Екатерина Тимонина
Хайнер Гёббельс выпустил первый спектакль в 1981 году («Опера Абразцо»). К тому моменту он профессионально играл на множестве музыкальных инструментов, пробовал заниматься акционистским и политическим искусством, исследовал возможности джазовой импровизации, работал в направлении инсталляции и изучал основы социологии. Кажется, что его интересы и познания в различных дисциплинах безграничны. Но как найти общие черты в перечне биографических фактов, которые могли бы подвести к понимаю творческого метода этого художника, композитора и режиссера?

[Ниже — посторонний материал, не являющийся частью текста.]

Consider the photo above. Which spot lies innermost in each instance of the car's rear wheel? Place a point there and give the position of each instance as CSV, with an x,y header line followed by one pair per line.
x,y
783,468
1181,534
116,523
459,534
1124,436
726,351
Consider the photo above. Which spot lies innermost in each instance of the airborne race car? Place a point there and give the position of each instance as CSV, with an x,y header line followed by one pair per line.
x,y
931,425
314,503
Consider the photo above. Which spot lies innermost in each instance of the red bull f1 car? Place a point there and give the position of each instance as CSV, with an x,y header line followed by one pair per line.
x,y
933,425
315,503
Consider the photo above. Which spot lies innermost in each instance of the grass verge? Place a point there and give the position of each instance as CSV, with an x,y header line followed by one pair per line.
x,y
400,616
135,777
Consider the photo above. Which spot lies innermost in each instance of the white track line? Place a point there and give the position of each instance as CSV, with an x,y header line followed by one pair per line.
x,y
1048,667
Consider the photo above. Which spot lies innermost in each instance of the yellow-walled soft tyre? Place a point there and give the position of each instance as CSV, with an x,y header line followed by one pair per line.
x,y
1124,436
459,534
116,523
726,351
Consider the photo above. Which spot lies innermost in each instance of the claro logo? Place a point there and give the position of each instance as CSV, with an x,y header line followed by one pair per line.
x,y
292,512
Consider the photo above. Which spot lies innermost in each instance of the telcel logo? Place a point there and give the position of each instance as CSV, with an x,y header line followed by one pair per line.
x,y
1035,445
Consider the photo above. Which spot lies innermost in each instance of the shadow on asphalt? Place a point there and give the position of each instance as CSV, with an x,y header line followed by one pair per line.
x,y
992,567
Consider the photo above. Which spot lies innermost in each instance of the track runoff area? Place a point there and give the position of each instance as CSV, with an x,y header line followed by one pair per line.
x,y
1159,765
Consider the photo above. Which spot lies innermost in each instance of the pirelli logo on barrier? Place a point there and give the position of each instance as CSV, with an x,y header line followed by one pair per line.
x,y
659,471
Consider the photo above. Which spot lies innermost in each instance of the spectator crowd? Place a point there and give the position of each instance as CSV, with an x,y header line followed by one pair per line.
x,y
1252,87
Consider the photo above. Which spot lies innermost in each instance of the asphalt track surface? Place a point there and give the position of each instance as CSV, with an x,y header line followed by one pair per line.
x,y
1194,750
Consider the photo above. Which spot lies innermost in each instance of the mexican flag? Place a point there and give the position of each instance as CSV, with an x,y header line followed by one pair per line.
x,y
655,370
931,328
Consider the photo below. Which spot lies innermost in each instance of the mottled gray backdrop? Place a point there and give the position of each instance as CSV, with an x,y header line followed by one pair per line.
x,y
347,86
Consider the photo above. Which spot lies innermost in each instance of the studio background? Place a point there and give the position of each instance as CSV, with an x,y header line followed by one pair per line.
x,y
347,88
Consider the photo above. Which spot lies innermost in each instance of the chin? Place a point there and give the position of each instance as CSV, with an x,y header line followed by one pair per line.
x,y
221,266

До поступления в консерваторию Гёббельс интересовался вопросом соединения множества художественных элементов в одно. На социологическом факультете, где он начал обучение в 1970‑х годах,он написал диплом об австро-немецком композиторе Хансе Айслере. В современных учебниках по теории медиа Айслера вспоминают как человека, обратившего внимание на возможности визуально-звукового контрапункта (противопоставления звука и изображения). Айслер писал музыку для фильмов и часто был недоволен тем, как «пришивают» музыку к изображению: он требовал эмансипации для всех компонентов фильма[1]. По его мнению, синхронность элементов ослабляла образы, предлагаемые каждым звеном — музыкой и светом, в отличие от техники контрапункта, которая могла создавать непредсказуемые, контрастные столкновения и реакции восприятия.
Последующие эксперименты Хайнера Гёббельса — будь то участие в «Так называемом леворадикальном духовом оркестре»[2], создание дуэта с Хартом, игра в группе Cassiber, создание радиопостановок, инсталляций и спектаклей — связаны с вопросом об эстетическом центре произведения, с изучением соотношения различных медиасредств в композиции — в музыке, в пространстве, да и в целом в мировой культуре.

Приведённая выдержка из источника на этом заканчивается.